In a sense, Kelly's critters had taught me how to read. I was so fascinated by their print antics in my pre-literate stage that I forced grownups to read me the words over and over again until I had them memorized.

Charlie Brown and I became pals there at the Devil's Post Pile, but a bit later, when Schulz introduced a character called Linus who had a bossy sister, a philosophical turn of mind, hair that wouldn't comb and a ratty old blanket he wouldn't let go of, I really found my soulmate.

But then a very strange thing happened. I became an adolescent, a college student, a young adult and a middle-aged adult, while Charlie Brown, Linus, Lucy and the others stayed the same - forever children.

Then, just as I was preparing myself mentally for my 50th birthday, Charles Schulz announced that he would retire the strip due to illness.

I had lost Walt Kelly and his creations many years earlier. But maybe it was no accident that in the last year or so, after long ago having lost the habit of reading daily comic strips, I rediscovered Peanuts and paid dally visits to that old neighborhood.

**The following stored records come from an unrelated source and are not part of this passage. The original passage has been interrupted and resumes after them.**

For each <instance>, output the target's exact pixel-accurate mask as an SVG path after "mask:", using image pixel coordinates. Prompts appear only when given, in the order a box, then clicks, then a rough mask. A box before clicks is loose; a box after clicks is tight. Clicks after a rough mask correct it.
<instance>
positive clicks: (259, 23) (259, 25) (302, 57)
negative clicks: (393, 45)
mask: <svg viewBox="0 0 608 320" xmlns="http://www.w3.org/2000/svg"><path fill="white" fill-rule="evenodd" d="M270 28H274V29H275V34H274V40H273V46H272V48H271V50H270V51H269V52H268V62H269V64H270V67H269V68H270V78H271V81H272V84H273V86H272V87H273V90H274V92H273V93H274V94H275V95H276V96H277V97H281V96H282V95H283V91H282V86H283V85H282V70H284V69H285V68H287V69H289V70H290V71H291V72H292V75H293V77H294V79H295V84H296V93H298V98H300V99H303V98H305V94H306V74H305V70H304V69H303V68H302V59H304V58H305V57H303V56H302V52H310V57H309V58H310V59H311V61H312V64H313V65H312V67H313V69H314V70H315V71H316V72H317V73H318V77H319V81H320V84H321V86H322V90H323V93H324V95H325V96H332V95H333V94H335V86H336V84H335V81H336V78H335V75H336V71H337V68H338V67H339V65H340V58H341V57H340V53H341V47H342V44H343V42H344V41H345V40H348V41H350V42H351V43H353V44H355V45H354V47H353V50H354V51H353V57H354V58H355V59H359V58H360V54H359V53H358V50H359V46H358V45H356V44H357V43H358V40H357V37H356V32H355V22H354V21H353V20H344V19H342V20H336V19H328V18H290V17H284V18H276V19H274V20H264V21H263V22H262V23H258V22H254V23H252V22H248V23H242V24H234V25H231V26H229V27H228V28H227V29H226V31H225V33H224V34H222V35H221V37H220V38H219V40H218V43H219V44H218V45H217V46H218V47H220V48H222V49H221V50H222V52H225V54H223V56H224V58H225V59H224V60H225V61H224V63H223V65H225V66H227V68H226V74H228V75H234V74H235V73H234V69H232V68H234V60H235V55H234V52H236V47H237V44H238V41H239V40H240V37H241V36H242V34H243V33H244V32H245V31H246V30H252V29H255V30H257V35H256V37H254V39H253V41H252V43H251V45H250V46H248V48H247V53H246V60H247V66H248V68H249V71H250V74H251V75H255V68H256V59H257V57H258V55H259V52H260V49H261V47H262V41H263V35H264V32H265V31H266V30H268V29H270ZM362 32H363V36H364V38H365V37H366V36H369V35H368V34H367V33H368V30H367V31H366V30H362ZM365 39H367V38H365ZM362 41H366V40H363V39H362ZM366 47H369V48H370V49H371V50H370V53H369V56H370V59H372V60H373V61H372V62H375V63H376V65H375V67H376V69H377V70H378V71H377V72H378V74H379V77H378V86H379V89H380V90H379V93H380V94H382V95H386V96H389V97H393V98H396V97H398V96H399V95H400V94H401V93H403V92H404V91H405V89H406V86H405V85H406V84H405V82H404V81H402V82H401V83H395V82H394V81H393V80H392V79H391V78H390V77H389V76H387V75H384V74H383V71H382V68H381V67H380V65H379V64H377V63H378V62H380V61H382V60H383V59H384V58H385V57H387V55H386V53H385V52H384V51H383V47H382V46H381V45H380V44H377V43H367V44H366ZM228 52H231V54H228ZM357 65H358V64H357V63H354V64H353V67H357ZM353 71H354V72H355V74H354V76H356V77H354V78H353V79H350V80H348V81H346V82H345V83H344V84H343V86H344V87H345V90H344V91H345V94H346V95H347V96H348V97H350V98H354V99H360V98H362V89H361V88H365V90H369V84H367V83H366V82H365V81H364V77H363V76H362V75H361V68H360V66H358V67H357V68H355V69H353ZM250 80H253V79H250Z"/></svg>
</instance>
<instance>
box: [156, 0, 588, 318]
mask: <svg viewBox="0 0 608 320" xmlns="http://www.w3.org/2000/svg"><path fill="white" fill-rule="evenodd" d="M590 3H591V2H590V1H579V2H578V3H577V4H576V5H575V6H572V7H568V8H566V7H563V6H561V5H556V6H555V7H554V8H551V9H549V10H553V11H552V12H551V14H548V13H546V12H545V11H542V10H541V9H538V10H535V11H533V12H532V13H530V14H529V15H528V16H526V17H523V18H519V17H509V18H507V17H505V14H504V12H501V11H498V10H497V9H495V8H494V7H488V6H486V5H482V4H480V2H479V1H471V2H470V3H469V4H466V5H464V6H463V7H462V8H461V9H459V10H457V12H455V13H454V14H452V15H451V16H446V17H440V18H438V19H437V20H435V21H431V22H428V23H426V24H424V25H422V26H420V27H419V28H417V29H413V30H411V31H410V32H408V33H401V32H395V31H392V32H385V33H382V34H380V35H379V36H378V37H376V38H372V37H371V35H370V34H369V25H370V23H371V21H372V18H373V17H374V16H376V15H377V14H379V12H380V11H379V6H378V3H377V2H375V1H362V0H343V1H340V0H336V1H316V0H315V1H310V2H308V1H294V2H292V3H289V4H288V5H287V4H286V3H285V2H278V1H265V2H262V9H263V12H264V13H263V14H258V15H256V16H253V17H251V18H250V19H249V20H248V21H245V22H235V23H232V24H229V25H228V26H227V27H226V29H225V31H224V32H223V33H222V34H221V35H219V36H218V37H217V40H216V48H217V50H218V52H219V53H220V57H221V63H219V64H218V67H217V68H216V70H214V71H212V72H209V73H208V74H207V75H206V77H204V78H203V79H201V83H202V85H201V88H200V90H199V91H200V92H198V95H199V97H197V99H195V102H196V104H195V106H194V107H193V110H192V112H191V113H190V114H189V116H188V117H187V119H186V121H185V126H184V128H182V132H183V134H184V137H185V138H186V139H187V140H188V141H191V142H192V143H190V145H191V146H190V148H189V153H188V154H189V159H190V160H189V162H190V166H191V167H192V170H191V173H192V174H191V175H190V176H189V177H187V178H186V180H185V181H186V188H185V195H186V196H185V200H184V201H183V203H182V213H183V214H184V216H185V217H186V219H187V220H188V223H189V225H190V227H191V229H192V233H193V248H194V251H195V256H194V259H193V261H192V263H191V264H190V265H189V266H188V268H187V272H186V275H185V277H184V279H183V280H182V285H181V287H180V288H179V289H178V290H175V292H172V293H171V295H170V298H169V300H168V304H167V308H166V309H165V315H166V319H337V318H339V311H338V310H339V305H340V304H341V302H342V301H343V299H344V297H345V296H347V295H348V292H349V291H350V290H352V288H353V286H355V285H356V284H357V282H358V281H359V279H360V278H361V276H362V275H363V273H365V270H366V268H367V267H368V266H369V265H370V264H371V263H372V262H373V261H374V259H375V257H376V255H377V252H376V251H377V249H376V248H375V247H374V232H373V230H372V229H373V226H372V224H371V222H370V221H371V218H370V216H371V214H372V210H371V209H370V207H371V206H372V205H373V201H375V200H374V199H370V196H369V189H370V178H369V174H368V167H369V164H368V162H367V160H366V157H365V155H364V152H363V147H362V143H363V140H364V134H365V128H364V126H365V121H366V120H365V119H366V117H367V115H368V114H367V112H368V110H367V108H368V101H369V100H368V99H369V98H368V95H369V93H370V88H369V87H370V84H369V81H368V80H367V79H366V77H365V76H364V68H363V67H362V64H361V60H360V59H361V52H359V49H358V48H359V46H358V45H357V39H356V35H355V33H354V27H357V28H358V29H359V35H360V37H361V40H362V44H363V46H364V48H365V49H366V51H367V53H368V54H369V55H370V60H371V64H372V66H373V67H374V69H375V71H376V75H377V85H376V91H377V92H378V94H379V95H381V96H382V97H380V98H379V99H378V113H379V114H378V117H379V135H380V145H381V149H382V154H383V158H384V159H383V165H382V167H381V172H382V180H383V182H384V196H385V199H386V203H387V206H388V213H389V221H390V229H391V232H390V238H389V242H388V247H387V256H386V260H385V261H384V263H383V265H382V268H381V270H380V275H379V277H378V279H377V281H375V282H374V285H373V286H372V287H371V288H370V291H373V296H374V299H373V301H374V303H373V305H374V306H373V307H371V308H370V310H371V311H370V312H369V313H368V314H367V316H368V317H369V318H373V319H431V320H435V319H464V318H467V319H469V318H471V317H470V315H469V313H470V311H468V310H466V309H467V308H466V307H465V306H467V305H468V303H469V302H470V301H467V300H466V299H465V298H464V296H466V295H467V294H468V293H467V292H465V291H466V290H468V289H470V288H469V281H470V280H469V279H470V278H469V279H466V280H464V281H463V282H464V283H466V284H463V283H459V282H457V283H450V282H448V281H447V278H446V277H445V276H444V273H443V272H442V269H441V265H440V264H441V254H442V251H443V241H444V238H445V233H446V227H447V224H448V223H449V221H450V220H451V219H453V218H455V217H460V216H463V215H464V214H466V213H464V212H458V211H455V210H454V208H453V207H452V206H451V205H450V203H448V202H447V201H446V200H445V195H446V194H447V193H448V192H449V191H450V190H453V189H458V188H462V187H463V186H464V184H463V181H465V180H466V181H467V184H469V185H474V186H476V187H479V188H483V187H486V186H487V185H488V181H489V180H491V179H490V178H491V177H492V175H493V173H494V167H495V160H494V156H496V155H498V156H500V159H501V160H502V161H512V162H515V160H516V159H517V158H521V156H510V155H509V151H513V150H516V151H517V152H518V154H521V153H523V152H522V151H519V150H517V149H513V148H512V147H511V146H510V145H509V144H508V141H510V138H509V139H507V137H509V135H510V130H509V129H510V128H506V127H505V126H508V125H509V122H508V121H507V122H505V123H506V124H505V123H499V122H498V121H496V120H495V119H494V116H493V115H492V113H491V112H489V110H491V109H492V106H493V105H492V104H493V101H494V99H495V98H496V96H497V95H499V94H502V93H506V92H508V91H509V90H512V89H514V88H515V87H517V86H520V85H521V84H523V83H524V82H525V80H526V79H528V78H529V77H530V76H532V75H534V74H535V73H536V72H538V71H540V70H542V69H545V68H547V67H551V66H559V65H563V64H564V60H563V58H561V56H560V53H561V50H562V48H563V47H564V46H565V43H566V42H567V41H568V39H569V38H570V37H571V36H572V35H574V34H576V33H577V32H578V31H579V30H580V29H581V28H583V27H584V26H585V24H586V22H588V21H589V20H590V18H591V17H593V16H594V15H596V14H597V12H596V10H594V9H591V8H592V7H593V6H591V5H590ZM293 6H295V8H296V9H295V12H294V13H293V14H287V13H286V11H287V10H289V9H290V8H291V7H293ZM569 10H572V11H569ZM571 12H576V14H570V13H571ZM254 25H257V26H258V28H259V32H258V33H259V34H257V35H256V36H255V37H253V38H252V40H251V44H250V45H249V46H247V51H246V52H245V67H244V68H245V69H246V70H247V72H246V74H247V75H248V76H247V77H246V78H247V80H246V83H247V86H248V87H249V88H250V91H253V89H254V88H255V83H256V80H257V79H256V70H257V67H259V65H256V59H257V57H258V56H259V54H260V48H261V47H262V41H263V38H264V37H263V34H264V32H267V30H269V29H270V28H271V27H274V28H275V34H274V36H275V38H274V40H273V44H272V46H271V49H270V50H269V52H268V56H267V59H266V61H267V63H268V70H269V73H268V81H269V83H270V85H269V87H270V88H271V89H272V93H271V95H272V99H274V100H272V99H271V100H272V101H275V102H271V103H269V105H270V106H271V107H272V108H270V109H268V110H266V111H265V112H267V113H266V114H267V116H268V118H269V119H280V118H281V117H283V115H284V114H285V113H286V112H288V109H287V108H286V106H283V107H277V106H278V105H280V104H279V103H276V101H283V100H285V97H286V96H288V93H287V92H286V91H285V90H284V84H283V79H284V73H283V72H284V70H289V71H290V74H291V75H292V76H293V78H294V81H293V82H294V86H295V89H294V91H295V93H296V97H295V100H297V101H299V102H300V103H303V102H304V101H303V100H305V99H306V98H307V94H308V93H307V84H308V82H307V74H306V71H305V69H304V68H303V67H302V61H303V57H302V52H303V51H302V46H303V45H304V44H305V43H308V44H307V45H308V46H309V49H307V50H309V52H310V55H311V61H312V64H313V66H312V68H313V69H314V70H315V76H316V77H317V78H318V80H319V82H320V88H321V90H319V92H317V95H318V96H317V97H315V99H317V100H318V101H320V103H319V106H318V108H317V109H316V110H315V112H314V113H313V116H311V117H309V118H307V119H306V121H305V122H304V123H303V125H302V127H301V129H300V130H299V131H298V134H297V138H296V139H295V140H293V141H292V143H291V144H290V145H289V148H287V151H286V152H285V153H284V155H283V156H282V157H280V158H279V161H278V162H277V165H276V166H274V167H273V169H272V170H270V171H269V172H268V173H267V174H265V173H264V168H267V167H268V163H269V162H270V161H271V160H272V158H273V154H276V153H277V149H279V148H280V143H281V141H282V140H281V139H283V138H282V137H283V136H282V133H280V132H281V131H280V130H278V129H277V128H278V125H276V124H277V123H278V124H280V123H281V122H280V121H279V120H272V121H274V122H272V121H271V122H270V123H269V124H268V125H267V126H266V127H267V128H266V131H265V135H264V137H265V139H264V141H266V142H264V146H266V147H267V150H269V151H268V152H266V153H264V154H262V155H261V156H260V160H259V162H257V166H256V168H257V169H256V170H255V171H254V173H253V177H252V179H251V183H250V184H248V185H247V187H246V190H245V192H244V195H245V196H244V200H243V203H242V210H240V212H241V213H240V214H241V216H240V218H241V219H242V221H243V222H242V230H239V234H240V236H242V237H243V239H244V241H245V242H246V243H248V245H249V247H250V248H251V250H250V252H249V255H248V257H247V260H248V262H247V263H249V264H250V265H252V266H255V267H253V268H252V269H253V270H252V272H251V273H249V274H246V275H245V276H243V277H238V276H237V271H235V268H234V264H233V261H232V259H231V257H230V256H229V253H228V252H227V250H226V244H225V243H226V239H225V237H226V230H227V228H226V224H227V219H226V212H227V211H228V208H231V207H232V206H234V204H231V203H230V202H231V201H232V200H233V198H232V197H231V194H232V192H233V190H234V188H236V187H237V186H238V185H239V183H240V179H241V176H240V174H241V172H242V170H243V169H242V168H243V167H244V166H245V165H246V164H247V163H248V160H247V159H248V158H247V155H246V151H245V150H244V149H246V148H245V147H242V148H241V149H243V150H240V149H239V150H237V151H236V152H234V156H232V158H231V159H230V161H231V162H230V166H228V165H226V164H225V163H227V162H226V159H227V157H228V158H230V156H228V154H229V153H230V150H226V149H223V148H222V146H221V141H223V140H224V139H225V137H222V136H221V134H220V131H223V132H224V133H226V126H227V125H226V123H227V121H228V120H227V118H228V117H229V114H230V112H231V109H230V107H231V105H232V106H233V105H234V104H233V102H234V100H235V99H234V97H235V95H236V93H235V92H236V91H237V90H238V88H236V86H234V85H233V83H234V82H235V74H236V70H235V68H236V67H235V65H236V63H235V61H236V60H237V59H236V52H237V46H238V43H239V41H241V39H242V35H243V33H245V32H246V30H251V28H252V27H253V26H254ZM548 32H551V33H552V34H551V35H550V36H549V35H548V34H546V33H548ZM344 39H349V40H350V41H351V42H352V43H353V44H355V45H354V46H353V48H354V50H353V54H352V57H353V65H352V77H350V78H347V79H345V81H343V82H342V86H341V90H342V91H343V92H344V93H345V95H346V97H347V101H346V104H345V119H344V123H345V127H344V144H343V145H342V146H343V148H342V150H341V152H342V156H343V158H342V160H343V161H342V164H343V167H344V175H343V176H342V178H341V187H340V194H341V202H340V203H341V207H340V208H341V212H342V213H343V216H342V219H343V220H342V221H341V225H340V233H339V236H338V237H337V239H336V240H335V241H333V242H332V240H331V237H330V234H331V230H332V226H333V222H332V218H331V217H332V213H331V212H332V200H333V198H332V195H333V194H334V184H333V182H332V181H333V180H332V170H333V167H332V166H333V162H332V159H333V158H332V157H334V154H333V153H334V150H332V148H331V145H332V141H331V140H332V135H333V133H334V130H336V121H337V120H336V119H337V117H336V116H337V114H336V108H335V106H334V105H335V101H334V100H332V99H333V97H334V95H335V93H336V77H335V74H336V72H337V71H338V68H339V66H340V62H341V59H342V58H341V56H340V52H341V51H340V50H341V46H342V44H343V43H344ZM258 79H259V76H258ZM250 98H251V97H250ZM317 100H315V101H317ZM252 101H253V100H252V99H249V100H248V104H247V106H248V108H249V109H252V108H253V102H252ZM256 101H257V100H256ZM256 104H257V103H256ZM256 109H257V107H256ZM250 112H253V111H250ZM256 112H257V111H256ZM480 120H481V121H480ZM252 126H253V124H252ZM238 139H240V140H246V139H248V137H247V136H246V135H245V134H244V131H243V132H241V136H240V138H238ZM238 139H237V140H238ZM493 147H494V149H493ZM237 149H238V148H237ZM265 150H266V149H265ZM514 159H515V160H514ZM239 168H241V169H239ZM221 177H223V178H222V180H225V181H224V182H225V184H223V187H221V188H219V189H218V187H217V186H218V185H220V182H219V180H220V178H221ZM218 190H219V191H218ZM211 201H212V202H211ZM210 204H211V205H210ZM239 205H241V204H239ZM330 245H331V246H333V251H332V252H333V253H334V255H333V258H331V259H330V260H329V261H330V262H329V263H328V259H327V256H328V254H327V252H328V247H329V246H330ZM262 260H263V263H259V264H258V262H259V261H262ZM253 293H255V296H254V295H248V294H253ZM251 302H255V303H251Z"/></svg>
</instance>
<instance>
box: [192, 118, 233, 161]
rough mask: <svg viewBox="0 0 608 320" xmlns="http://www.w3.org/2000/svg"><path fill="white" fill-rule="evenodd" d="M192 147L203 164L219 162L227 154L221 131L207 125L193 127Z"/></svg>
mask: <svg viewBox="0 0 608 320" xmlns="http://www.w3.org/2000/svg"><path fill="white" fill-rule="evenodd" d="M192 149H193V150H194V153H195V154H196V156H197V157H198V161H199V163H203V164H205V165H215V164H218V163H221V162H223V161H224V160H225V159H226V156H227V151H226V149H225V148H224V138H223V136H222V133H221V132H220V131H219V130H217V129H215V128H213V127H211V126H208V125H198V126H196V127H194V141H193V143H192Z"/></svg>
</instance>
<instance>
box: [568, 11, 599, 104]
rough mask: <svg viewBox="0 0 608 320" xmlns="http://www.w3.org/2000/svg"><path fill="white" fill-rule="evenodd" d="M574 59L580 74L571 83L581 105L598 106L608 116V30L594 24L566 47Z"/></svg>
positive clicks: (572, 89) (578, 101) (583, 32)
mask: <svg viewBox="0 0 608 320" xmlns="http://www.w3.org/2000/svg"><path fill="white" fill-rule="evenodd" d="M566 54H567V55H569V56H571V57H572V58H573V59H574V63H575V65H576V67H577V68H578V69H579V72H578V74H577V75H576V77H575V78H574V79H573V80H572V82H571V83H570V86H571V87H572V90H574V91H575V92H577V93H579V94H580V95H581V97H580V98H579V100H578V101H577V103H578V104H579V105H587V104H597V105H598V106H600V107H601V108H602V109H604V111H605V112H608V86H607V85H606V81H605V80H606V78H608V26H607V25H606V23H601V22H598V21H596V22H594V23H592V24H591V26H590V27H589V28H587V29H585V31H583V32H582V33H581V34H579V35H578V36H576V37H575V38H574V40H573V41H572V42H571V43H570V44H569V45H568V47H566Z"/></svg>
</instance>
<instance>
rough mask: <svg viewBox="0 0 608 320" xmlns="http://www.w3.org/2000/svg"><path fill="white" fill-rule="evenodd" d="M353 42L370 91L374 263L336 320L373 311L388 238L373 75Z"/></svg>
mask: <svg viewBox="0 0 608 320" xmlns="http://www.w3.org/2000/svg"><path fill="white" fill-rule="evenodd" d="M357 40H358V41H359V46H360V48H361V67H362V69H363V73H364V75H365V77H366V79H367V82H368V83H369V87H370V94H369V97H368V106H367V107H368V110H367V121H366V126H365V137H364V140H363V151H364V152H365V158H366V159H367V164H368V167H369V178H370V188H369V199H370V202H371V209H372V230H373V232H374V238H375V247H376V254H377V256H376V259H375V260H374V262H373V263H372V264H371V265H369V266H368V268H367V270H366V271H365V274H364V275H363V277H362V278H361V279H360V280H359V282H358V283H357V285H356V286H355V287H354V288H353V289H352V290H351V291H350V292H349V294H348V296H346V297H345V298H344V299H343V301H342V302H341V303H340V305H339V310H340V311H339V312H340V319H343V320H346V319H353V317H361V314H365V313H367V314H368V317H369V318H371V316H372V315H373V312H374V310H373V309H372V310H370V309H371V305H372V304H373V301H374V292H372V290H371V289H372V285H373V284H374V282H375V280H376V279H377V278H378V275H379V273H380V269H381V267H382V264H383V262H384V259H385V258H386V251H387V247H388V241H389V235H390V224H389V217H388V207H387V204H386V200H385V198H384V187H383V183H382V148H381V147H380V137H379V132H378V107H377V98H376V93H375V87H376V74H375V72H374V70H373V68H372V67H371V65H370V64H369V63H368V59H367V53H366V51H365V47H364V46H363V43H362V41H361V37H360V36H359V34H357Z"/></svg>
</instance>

Which left me with one perception: Charles Schulz was the best. Right to the end, his boys and girls proved sweet and true to themselves while their creator danced them through the panels of their world with effortless grace.

On the afternoon of my 50th birthday, I lay down for a nap and turned to Peanuts in the newspaper. Linus and Lucy's little brother, Rerun, who shares with Linus the uncombable-hair gene, discovered a basketball in the snow, picked it up and took it inside. "So when you get older," Rerun said to the ball, sitting with it in a comfy chair, "maybe I'll take you to a nice warm gymnasium."

I laughed out loud. A few minutes later, the book on Australian prehistory I was reading dropped out of my hands and I fell asleep under the ratty old blanket my wife can't convince me to get rid of, and I dreamed about rocks floating on a river in California.

Roger Anderson is arts and entertainment editor at Scripps Howard News Service.